彼女は梨城沙良という。同じくついこないだまで南部中央学園の女子高生であった女性であり、現在は大学一年生。短澤の想い人である。僕らが高2だからかもしれないが四人の中では一番お姉さんに見えてしまう。短澤の野望としては大型二輪に二ケツでドライブに行くのが目下の目標なのだという。

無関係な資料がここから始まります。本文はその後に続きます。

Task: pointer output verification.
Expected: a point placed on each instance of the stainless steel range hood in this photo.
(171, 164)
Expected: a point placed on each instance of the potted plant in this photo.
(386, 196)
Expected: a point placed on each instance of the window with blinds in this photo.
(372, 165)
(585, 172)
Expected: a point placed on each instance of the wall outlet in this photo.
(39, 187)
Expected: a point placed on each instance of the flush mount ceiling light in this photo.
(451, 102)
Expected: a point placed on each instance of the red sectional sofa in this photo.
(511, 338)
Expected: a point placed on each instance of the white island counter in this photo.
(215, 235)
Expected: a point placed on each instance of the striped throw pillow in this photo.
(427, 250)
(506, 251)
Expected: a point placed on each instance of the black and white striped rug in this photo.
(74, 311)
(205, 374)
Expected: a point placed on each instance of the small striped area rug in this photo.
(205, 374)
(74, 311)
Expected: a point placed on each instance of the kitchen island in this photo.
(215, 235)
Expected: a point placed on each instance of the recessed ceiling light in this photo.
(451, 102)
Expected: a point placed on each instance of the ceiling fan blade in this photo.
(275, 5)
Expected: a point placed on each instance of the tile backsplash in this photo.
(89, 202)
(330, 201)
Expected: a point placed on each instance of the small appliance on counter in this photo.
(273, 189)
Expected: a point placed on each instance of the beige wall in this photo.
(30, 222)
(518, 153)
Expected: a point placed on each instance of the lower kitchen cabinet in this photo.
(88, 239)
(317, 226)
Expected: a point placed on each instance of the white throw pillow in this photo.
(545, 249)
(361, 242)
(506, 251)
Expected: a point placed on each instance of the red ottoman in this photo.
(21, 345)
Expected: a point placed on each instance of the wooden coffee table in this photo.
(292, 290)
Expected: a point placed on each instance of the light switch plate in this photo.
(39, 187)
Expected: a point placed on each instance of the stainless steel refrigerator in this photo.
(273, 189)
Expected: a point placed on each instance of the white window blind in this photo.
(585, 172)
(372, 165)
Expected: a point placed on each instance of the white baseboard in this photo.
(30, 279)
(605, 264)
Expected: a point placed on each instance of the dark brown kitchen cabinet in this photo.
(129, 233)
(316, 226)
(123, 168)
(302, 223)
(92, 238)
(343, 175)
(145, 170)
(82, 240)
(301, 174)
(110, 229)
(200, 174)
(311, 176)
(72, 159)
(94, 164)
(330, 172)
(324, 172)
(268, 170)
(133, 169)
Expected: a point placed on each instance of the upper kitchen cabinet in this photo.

この桃咲家、苺森家、柚木家、梨城家が南部中央学園では果物四天王と名高い名家だったりするのだが、その話はまた別の機会にすることにして、なんなのだこの展開は……まるでドラマかアニメなのかと内心ツッコミを入れつつ、新横浜駅辺りから僕は心の中でなんとなくこうなるだろうな、という予感がしていた。
偶然を装った再会。
しかし、それは本当に偶然の産物なのだろうか。たぶん、誰かの意図された再会だったのだろう。
「じゃ、行こっか」
カリンさんが一歩前へ出て、潮風の中、スカートの裾を揺らした。その笑顔と必ず出会おうとする強引さに僕は言葉を失ってしまった。そして、気づけば彼女の背中を目で追っていたのだ。